Before leaving, we tried on some frames just in case we went that route.


After praying about it, we decided that we didn't want to just jump into the surgery without giving the glasses a shot. It may not work and we know that. But at least this way we'll never have to wonder if the glasses would have done the trick. Monday we picked up his glasses.


They are adjusted as tight as they'll go and soon they looked like this:


So we MacGyvered up a tighter version which just ended up looking like goggles.


The first day he was putting them in his mouth and trying to chew on them. There have been tears but we are determined to give it a go. It's a big adjustment to have something on your face all the time. I remember getting glasses at the age of 12 and constantly being aware that there was something on my face that was bugging me. I'm thankful that babies adjust quickly to change and are very resilient. I'm sure he'll get more used to them as the days pass. In a few weeks, we'll meet with the doctor and have a serious talk about the surgery which involves removing the muscles that hold his eyes in place and re-attaching them in a way that will straighten his eyes out. Sounds gross but it's out-patient and considered pretty low risk and standard. As his body grows there will likely be subsequent surgeries required but that is also considered pretty standard.
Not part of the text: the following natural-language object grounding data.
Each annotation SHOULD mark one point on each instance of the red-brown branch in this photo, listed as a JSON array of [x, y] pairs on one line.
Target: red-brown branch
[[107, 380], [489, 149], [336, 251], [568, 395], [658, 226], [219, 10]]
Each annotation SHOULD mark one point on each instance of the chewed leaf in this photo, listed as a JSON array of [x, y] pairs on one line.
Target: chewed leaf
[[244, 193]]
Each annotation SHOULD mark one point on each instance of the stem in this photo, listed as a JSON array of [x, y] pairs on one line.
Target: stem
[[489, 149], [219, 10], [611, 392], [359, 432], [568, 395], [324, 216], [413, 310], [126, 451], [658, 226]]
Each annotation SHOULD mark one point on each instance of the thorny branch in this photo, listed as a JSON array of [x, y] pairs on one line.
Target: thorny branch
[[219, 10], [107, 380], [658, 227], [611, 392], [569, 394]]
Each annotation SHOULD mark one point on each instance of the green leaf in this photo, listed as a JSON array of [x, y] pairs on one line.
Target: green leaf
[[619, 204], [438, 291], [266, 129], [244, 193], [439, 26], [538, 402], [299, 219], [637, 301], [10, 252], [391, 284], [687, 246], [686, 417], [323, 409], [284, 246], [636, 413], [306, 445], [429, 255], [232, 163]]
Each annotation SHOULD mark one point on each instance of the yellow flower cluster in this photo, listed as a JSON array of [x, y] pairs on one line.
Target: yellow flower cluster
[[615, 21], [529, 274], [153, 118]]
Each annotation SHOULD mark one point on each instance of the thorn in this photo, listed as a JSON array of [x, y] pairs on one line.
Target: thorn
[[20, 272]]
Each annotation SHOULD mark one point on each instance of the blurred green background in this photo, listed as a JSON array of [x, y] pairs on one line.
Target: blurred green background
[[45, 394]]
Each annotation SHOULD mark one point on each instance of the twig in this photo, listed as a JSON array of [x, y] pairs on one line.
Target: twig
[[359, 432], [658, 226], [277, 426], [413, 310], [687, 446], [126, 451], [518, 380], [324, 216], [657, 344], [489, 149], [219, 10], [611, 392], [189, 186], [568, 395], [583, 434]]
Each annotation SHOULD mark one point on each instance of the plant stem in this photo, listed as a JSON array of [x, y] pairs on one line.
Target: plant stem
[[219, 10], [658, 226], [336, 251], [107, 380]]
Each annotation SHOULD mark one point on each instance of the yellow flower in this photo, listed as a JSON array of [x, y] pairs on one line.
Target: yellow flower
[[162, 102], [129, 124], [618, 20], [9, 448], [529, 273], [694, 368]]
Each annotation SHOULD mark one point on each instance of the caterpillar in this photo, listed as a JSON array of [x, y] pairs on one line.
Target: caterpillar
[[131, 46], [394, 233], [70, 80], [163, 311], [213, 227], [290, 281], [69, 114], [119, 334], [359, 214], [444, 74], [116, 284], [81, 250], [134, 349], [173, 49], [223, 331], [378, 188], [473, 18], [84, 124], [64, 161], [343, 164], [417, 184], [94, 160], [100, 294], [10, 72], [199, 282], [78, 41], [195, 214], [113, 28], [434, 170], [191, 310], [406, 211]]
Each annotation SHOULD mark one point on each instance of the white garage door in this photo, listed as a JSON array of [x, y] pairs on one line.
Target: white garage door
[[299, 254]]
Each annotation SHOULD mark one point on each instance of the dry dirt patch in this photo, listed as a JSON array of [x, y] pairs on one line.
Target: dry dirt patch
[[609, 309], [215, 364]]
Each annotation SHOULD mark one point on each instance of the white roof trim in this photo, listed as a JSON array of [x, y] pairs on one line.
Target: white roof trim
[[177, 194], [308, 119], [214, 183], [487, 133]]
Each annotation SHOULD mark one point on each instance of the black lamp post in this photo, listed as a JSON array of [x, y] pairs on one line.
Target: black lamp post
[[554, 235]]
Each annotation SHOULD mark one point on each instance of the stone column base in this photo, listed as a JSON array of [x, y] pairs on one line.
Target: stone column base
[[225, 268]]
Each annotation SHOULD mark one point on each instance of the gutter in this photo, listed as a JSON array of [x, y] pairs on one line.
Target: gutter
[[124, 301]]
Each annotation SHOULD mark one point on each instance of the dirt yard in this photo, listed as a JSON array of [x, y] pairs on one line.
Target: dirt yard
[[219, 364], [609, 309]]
We keep praying that no matter what--the Lord's will be done and I'm convinced that he will be able to maintain vision in his right eye which is a huge relief!


Comments

PNRBAC said…
Okay seriously...how can you even stand how cute he is?! I'm sorry for the rough patch (no pun intended) you guys are in, but if ANYONE can make glasses look good that little Caleb of yours can! I wouldn't be surprised if moms started buying non prescription kid glasses now...I could eat that little dude right up! Good luck with upcoming events. We're thinking about ya.
Kristen said…
Oh my goodness - the MacGyver "goggles" are hilariously cute! He is so adorable!
Jennifer S said…
Oh man I always love you because of posts like this, you are so real and honest. I would have bawled too. I bawl over way less on a regular basis. I love how we as moms blame ourselves for everything as if we have super human powers to know how things are going to turn out. You are a great mom and Senor Caleb is the cutest baby EVER.